The bootstrap values intentionally enable anonymous Argo CD access for the first install. Git-managed Argo CD configuration is expected to replace that bootstrap posture afterward.

Kubeconfig Export

fetch-kubeconfig.yml reads /etc/rancher/k3s/k3s.yaml from the master and writes:

  • k3s-public.yaml pointing at the master's public IP;
  • k3s-private.yaml pointing at the master's private IP;
  • config as a symlink to the public variant.
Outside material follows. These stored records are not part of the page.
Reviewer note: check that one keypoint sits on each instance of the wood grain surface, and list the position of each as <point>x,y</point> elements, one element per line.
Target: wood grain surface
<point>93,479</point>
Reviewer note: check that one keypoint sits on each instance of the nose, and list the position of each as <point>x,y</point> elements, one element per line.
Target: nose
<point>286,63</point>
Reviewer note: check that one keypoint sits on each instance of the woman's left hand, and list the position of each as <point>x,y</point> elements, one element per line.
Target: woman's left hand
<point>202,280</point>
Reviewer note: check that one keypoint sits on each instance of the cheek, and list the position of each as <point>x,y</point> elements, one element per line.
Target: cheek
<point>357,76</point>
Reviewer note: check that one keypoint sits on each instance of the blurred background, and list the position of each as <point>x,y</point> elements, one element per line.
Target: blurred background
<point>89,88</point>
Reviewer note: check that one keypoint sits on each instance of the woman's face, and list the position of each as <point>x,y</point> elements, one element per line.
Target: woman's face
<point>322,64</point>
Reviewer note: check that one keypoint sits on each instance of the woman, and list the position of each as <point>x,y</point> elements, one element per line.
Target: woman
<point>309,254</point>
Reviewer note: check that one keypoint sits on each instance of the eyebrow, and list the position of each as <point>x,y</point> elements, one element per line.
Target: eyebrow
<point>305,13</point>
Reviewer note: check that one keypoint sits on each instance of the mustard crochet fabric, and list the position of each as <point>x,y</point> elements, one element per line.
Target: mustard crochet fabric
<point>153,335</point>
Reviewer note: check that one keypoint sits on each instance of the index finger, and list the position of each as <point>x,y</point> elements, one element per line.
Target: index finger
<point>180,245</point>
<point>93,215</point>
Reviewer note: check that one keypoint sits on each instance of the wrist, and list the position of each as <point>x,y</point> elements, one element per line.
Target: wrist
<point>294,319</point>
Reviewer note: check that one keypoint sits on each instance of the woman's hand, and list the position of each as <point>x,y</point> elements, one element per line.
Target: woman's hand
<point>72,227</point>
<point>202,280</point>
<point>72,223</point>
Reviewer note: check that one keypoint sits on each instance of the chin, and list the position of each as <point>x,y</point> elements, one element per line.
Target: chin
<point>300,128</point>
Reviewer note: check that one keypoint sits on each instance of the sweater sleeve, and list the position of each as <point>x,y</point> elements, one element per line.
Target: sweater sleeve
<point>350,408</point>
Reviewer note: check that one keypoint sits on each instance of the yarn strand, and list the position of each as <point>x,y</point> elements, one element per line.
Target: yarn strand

This makes local operator access explicit instead of reusing the server-local 127.0.0.1 kubeconfig.

Contract Drift

Two inspected mismatches are important:

  • roles/argocd-bootstrap/defaults/main.yml still includes web-apps/application.yaml in app_of_apps_paths, but lumie-infra/web-apps/ does not exist in the current repo. A fresh rerun of the bootstrap role would need that path fixed first.
  • provision/ansible/README.md still states that Traefik is disabled, but the actual server role does not disable it and the live cluster inspected on June 14, 2026 has the bundled Traefik addon running.

Failure Modes

Failure pointImpact
Terraform outputs stale or missingDynamic inventory generation fails before any host work starts
k3s_master_private_ip incorrectWorker join waits time out even though SSH works
/dev/sdb absent on a workerStorage role hard-fails before the worker rollout continues
Vault secret bootstrap omittedVault cannot start with its S3 backend config, blocking downstream VaultStaticSecret consumers
Missing root app pathArgo CD bootstrap fails during initial app apply

Verification

Inventory and connectivity:

cd lumie-infra/provision/ansible
./inventory/terraform_inventory.py --list | jq .
ansible all -i inventory/terraform_inventory.py -m ping

Dry-run the bootstrap logic:

ansible-playbook -i inventory/terraform_inventory.py playbooks/site.yml --check

Live cluster confirmation after a real run:

kubectl get nodes -o wide
kubectl get applications -n argocd

Success signals:

  • ./inventory/terraform_inventory.py --list includes the masters, workers_0214, and workers_0213 groups plus k3s_master_url.
  • ansible all ... -m ping returns SUCCESS for every host in the generated inventory.
  • ansible-playbook ... playbooks/site.yml --check reaches the PLAY RECAP without failed hosts for the current bootstrap contract.
  • After a real run, kubectl get nodes -o wide shows joined workers and kubectl get applications -n argocd shows the root GitOps apps created by argocd-bootstrap.